I just watched Samsara. It was a largely quiet movie. I’m estimating about 200 lines of dialogue overall, in a 2 hr 10 min movie! It was boring at times, almost tempting to multitask, but that’s what the director wanted to convey [what I think].

The movie was about a monk who renounces celibacy to experience normal life, which he does, for years…until he almost cheats on his wife and realises how desire is corrupting him. So he leaves, like Siddhartha left Yashodhara, and heads back to the monastery. Just before he reaches his destination, he’s confronted by his wife, who gives him a piece of her mind, with a very feminist speech, before washing her hands off him.

The nature of desire is anomalous. You conquer countries by invading and occupying them, as if you were collecting real estate deeds. But desire, it’s one of the few you conquer by throwing it away.

“What’s more important? Satisfying a thousand desires or conquering just one?” Or more pertinently, which is more satisfying or more worthy of achieving?

Most times, when you want something sooo badly, and finally get it, you don’t get as much joy from having it as you thought you might. Maybe the thrill of the wanting sensation, the chase and the climactic achievement overshadows that of possession. Maybe.

A friend [Ranjay] said monks don’t abstain from desire, they shut themselves from it and assume that’s abstinence. Well, it’s true in some cases. But if a monk has taken up monkhood by choice, then it’s not his interest to hang around temptation because he doesn’t get tempted or can control his desire so as to not want to be tempted in the first place, and SO ends up in a monastic area, doing monastic things.

And there is no middle path for many things. Suppose you’re in a marriage that you’re not interested in anymore. It’s selfish to leave, and selfless to stay. Selfless is laudable, but surely there should be room for a compromise? I mean, c’mon what kinda marriage is it if you don’t want to be in it anymore? What kinda marriage will it be if you stay only because you’re obligated to? Just an example.

So much for the Middle Way. It IS an elegant philosophy, but it doesn’t make sense. Not to me. Buddha became enlightened; did he pass on the fruits of his “research”? Or did he tell his disciples to find out on their own, but gave a few tips on how to get there? WHAT?

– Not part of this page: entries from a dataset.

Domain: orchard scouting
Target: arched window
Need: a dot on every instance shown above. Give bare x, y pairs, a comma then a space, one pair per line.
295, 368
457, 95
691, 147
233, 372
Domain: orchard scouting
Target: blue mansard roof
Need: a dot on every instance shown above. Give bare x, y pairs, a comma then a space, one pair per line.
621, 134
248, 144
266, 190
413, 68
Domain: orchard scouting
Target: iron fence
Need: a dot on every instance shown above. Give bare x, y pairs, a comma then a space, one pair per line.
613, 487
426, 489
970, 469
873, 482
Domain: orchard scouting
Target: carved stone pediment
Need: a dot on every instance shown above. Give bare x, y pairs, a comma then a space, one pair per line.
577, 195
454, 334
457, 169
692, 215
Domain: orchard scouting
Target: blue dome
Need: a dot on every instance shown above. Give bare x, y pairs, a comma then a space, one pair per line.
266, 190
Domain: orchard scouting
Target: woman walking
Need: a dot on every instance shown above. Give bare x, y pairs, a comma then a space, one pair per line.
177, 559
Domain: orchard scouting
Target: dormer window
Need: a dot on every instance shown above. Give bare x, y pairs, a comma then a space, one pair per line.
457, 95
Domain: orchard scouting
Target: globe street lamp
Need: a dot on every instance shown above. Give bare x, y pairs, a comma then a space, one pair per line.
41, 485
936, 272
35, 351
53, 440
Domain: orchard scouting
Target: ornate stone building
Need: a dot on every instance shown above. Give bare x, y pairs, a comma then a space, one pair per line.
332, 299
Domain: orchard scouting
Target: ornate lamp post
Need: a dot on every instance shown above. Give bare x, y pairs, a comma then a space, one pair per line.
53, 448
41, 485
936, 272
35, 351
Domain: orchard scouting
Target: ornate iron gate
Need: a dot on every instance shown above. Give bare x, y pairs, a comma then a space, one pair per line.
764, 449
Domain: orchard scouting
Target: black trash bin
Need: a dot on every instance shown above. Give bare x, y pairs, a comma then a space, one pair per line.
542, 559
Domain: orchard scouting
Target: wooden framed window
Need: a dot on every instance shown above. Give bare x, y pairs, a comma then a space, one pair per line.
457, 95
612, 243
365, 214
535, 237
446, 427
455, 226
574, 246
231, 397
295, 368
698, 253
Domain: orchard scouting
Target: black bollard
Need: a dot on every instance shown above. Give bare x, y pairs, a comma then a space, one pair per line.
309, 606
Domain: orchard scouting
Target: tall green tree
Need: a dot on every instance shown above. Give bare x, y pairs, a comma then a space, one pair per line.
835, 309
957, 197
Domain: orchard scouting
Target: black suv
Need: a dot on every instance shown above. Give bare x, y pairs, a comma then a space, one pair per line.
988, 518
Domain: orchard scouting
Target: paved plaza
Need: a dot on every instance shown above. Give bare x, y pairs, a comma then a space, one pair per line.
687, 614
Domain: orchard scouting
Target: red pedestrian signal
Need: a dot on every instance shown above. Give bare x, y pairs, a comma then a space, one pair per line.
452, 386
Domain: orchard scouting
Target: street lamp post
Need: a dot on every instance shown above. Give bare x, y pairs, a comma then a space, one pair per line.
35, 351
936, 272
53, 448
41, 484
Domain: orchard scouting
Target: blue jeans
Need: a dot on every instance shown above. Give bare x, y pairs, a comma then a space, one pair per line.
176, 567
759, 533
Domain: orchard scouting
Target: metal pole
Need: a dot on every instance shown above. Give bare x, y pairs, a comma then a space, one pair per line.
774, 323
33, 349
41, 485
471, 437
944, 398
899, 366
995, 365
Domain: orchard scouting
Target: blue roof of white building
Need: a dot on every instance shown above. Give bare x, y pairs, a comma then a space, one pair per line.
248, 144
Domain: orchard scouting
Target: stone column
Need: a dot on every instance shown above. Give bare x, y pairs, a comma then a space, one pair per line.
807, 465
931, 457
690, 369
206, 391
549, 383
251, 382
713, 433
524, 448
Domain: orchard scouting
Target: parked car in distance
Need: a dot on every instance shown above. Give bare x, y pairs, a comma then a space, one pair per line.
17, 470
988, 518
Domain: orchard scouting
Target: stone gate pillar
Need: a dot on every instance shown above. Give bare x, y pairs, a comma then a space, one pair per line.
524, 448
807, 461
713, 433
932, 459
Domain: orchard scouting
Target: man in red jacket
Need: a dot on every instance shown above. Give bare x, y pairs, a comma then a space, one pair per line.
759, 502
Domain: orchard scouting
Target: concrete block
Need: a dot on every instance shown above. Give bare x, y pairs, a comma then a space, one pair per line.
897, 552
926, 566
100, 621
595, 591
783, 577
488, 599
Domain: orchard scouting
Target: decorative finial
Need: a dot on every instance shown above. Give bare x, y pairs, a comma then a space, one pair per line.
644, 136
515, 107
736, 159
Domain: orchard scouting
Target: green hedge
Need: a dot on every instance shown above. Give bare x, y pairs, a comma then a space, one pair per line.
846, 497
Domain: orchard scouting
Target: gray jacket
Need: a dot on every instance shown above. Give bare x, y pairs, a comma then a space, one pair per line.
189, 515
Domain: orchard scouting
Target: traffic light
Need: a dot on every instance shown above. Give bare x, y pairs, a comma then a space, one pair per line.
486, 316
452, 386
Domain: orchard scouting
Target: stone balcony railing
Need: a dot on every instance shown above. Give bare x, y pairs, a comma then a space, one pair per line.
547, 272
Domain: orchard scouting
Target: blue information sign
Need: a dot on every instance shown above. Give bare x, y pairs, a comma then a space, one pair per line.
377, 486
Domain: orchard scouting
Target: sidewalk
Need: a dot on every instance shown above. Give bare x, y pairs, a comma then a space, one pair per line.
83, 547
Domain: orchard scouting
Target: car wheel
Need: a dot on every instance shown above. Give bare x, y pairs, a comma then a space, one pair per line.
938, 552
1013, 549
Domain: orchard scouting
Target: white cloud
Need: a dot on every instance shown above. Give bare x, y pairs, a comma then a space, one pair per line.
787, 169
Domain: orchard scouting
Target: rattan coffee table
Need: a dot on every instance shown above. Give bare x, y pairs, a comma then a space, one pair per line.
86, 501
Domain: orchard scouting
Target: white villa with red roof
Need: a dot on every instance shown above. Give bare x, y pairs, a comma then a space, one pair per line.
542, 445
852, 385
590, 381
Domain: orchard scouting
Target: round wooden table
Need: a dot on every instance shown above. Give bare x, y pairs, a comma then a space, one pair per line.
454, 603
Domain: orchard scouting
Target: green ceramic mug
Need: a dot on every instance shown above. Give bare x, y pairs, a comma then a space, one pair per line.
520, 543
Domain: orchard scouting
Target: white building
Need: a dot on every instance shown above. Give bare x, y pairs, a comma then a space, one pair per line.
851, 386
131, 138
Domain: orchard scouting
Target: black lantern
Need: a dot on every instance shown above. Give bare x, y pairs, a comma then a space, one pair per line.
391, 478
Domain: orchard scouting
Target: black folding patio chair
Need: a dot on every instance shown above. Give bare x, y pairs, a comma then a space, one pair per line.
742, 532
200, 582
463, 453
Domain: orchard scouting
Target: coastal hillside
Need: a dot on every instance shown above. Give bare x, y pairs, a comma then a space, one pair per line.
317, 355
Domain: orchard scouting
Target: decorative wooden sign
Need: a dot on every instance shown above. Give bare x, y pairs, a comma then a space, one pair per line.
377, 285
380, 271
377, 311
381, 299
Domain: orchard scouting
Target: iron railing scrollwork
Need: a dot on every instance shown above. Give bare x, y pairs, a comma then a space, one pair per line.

“Middle Path” may be misunderstood as equivocal. In fact Buddhism is not as such. “Middle” means neutral, upright, and centered. It means to investigate and penetrate the core of life and all things with an upright, unbiased attitude. In order to solve a problem, we should position ourselves on neutral, upright and unbiased ground. We investigate the problem from various angles, analyze the findings, understand the truth thoroughly, and find a reasonable conclusion.

The Middle Path in Buddhism does not mean having a biased view or superficial understanding only. The “Middle Path” represents a distinct theory and way of Buddhist practice that is not common to other religions. Buddhism is a religion with high moral values. It lays great emphasis on human thought and action in dealing with the natural environment, society or individual problems. It is concerned with the relationship between thoughts and behavior, and the relationship between behavior and its consequences. From http://www.buddhanet.net/cbp2_f4.htm

Personally, if I had to choose, I’d rather conquer just that one desire, or die trying. Cos the other option is nigh impossible. Who said you can actually satisfy desire? If you could, then it wouldn’t be desire; it’d be thrist or hunger or need. Not desire.